Naru is the first from the tribe to find out about something more threatening than a lion, bear or wolf when she comes across something in the sky literally from out of this world, Predators invisible space craft. The super advanced alien hunter is barely featured in the first 30-35 mins of the film, but the bread crumbs and footprints that he leaves behind is strong enough to give the viewers chills at home. Naru knows right away that this isn’t an animal that they’re dealing with, but doesn’t quite have the answer to what it could be either.
What should be appreciated about Prey is that every character from Sumu, Chief Kehutu all the way to Sarii, Naru’s hunting dog, all helped move the story in a impactful way. With already a small cast, not one character or animal felt misused. Prey could’ve easily been a series to dig deeper into Naru’s relationship with the nation, her brother and how she evolves into a better hunter. If there’s any kind of message being sent out, it’s that there’s no time to waste. Instead, Naru has to find ways to quickly adapt to every threat that was being thrown at her and the tribe. You get the feeling right away that not one Native American would be able to take down the Predator. Not because they weren’t properly equipped, but because Predator is far more technologically advanced in his arsenal.
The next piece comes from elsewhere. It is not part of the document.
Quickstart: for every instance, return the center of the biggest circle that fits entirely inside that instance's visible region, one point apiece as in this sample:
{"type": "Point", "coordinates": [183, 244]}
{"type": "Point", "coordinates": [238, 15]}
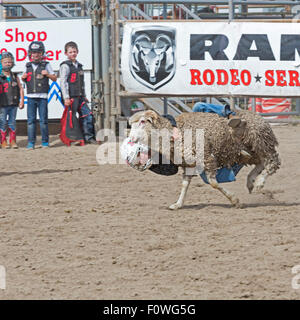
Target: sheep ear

Even with the introduction of the European settlers, there would be no joined forces as Predator slashed through almost all the intruders on the American frontier. In the same way that the tribe fought back against the Predator, the settlers don’t go down as easy either leaving several bullet hole wounds in the alien with the use of firearms. Unlike the original Predator film, Naru and her cast isn’t necessarily the machismo type that Dutch, Billy and Dillon provided, but the Comanche nation still evens out the playing field in which even Predator finds himself pressed up against a fence at times. in this must-see modern Sci-Fi classic.
Dane DiLiegro’s performance as Predator was extraordinary to say the least. The suit fit him well. DiLiegro ran, jumped and fought well as the Predator, which allowed him to put on one of the scariest performances to date. Predator has been seen as a hero, villain and anti-hero in the past and in Prey, I feel like villain and anti-hero could be up for debate. Predator starts off in this world targeting beasts like wolves and bears by using his infrared vision to determine where the threat lies. However, just how history has taught us, the Native Americans weren’t only being hunted by Predator, they also had French trappers/European settlers to worry about in this horror theme of colonialism.